「とりあえず進出」「慎重に検討して進出」はどちらでもよい
多くの中堅・中小企業が海外進出をするきっかけは大きく分けると2つのパターンがあるでしょう。一つは「たまたま、ある国に知り合いがいたので、何となくそこに進出する」というもの。もう一つは「数年間かけて慎重に検討を重ねた上でふさわしいと考えた国に進出する」形です。そのどちらが成功確率が高いのか。
きっかけとするのは、どちらのパターンでも構いません。その代わり、正しい進出の考え方をよく理解し、自分たちに起こりうるリスクにしっかり備える必要があります。
前者の「とりあえず進出」派の場合は、現地でのビジネスをスタートさせながら、起こりうるリスクを大至急調べ、同時進行で備えを始める必要があります。

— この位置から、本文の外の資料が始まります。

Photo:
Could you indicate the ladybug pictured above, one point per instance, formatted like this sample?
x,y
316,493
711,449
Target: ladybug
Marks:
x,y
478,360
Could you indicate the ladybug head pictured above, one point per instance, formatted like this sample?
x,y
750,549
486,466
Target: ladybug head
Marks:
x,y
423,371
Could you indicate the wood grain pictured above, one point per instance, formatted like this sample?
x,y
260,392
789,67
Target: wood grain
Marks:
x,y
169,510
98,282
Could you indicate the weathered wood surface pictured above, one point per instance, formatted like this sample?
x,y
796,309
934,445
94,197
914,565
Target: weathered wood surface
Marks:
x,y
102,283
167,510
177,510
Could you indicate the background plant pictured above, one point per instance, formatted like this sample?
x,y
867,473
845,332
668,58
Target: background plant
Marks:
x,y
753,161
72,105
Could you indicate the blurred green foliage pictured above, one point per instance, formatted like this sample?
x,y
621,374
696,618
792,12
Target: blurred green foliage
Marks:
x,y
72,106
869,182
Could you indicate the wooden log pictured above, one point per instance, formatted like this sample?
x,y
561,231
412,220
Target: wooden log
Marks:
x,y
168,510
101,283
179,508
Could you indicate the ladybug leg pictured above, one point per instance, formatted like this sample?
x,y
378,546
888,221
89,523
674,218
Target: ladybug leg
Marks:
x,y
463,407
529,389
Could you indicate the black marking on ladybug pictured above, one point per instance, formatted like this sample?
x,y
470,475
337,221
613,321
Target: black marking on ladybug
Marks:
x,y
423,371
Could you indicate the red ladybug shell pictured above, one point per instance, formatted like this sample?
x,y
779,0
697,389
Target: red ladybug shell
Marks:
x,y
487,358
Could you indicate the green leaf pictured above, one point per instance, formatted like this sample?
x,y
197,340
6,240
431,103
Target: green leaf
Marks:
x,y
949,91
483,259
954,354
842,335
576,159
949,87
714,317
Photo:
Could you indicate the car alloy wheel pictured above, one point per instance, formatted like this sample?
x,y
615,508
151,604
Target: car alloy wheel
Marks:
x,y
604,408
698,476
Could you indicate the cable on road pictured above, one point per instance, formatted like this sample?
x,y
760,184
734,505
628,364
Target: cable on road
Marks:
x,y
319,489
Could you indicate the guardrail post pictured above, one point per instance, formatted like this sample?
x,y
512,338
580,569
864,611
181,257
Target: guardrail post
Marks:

一方、「慎重に検討して進出」派の場合は、いくら準備をしたとしても新規事業には想定外の事態が起こるという危険性を常に念頭におくこと。何かが起こっても必要以上に萎縮しない、と腹を決めておくことです。日本国内での事業であっても、新しい取り組みにリスクはつきもの。100%の予測はできません。それと同じことです。
重要なのは、自社にとって致命傷にならない範囲を見極めながら挑戦を始めること。海外進出という挑戦自体が全て新たな体験です。その体験を通じて必ず自社の成長にプラスとなる何かを学び、蓄積していくことができます。困難に遭遇しても、無駄になることは何もないのです。
今後、日本市場の縮小という厳しい現状は変わることはありません。海外に進出する以上、何があってもやり抜き、そこから必ず何かを得る。そうした覚悟を持ってください。
海外進出の経験がある人材がいなければ、本社でも現地でも経験者を雇うことができます。誰も知らない、社名も名刺も通用しない未知の国で、全く何も知見がないところで0から1のビジネスを立ち上げる体験をして、社内に経験値を蓄える。それが御社のこれからの成長につながります。最初は売り上げが数億円で収支が赤字でも、将来に数百億円の売り上げ確保を目指しているなら、最初は我慢して経験値を積み上げ続けることです。

海外進出に当たってまず考えるべきことは?
海外に進出する第一歩として、まずすべきことは何だと思いますか。現地の法制度、規制、市場特性などを調べること? 確かにそれも大切ですが、実はそういった調査よりも先にやっておくべき重要なことがあります。それは、自社の強みを明確にすることです。「そんなこと、改めて考えなくても……」と思う方もいらっしゃるかもしれませんが、自社の強みを明確にすることこそ、海外事業を成功に導くカギなのです。
私の経験では、コアコンピタンス(自社の核となる他社にまねのできない技術や特色)が何かが明確になっていない企業は結構多い、という印象を持っています。
「貴社の強みは何ですか?」。技術か、価格か、技術か、コストか、デザインか、それともビジネスモデルそのものか・・・・・・。明確に答えられない企業は意外と多いものです。
あなたの会社は、今までどんな要素で、競争に勝ち抜いてきたのでしょうか。もし、今まで「偶然」が続いて勝ち残ってきたのなら、そんな幸運は二度と起こりません。
根拠のない自信を基にした海外進出は失敗につながります。だからこそ、自社の核となる技術や特色、これまでの成功の要素をもう一度分析しなおすことから始めてください。要するに「我が社はこれで勝つ!」というものを決めておくことです。自社の強み、勝ち方のパターンを明確にすることが、海外進出に関わる社員全員を一つにまとめるビジョンをつくることになるのです。
まず、経営トップが海外進出に対して腹をくくり、自社の強みを掌握することが初めの仕事です。これまであなたの会社が日本で営々と積み上げてきたコアな価値をもう一度整理してみてください。